Representative Breaux summarized the administration’s representations to Congress:

“Apparently Dick Frank is saying that the taking of whales in violation of IWC quotas is something that automatically would require the Department of Commerce to certify that nation as being in violation of the taking provision. Then you get into two other categories, not supplying enough data and the importation of whale meat [which involve discretion on the part of the Secretary].” Id., at 359 (remarks of Rep. Breaux).

This and other legislative history relied on by the Court of Appeals demonstrate that Congress believed that, under the Pelly Amendment, when a nation clearly violated IWC quotas, the only discretion in the Executive Branch lay in the choice of sanction. The Packwood Amendment removed that discretion. The majority speculates that “it would have been a simple matter to say that the Secretary must certify deliberate taking of whales in excess of IWC limits,” ante, at 232. However, because everyone in the Congress and the Executive Branch appeared to share an understanding that quota violations would always be considered to diminish the *249effectiveness of a conservation program, in accord with the consistent interpretations of past Secretaries of Commerce, there was no need to amend the statute. It was only when Secretary Baldrige became dissatisfied with the Packwood Amendment sanctions that the certification obligation was ever questioned.

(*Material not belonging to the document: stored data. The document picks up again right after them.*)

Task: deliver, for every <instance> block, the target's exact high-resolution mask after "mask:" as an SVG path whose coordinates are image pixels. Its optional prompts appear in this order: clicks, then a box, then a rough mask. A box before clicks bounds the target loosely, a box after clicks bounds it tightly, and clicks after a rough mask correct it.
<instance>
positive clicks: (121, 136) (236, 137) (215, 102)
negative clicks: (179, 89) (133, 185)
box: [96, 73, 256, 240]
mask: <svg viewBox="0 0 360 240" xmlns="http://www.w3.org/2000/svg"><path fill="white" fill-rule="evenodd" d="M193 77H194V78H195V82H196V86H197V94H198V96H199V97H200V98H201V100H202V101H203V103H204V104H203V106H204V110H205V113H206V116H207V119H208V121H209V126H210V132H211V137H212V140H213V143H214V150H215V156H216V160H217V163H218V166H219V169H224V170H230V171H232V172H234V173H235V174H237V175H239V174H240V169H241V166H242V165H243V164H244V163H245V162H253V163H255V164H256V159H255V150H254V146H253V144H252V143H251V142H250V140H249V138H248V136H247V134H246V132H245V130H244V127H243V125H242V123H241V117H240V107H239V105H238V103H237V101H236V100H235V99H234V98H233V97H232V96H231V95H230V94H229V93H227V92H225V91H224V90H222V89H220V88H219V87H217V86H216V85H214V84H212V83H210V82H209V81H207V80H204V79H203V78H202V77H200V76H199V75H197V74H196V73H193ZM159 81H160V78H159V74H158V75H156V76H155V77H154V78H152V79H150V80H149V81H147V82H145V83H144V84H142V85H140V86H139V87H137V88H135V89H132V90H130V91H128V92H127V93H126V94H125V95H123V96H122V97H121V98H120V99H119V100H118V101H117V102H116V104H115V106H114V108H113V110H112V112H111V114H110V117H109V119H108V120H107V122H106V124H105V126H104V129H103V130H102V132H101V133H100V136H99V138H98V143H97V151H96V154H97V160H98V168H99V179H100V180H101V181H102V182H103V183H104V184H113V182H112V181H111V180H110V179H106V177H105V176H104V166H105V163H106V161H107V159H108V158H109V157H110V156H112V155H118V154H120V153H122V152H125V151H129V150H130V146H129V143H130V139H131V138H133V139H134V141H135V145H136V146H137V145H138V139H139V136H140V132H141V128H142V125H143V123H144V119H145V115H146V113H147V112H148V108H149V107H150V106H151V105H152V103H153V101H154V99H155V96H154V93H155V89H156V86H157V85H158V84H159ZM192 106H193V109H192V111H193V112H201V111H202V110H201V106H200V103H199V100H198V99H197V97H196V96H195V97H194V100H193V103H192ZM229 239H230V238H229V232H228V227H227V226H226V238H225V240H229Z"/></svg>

The sole support that the Court offers for its position is the unobjectionable proposition, in a House Report, that “‘[a]n isolated, individual violation of a convention provision will not ordinarily warrant certification under this section.’” Ante, at 237 (quoting H. R. Rep. No. 95-1029, p. 15 (1978)). Petitioners indeed have a respectable argument that the Secretary was left with some inherent discretion to ignore violations of a de minimis nature. Such an argument, however, has no relevance to these cases. It is uncontested here that Japan’s taking of whales has been flagrant, consistent, and substantial. Such gross disregard for international norms set for the benefit of the entire world represents the core of what Congress set about to punish and to deter with the weapon of reduced fishing rights in United States waters. The Court’s decision today leaves Congress no closer to achieving that goal than it was in 1971, before either Amendment was passed.

Ill

I would affirm the judgment below on the ground that the Secretary has exceeded his authority by using his power of certification, not as a means for identifying serious whaling violations, but as a means for evading the constraints of the Packwood Amendment. Even focusing, as the Court does, upon the distinct question whether the statute prevents the Secretary from determining that the effectiveness of a conservation program is not diminished by a substantial transgression of whaling quotas, I find the Court’s conclusion utterly unsupported. I am troubled that this Court is empowering an officer of the Executive Branch, sworn to uphold and defend the laws of the United States, to ignore Congress’ *250pointed response to a question long pondered: “whether Leviathan can long endure so wide a chase, and so remorseless a havoc; whether he must not at last be exterminated from the waters, and the last whale, like the last man, smoke his last pipe, and then himself evaporate in the final puff.” H. Melville, Moby Dick 436 (Signet ed. 1961).

Citations to “App.” refer to the joint appendix filed by the parties in the Court of Appeals; the Solicitor General sought and was granted leave not to file a joint appendix in this Court. 475 U. S. 1007 (1986).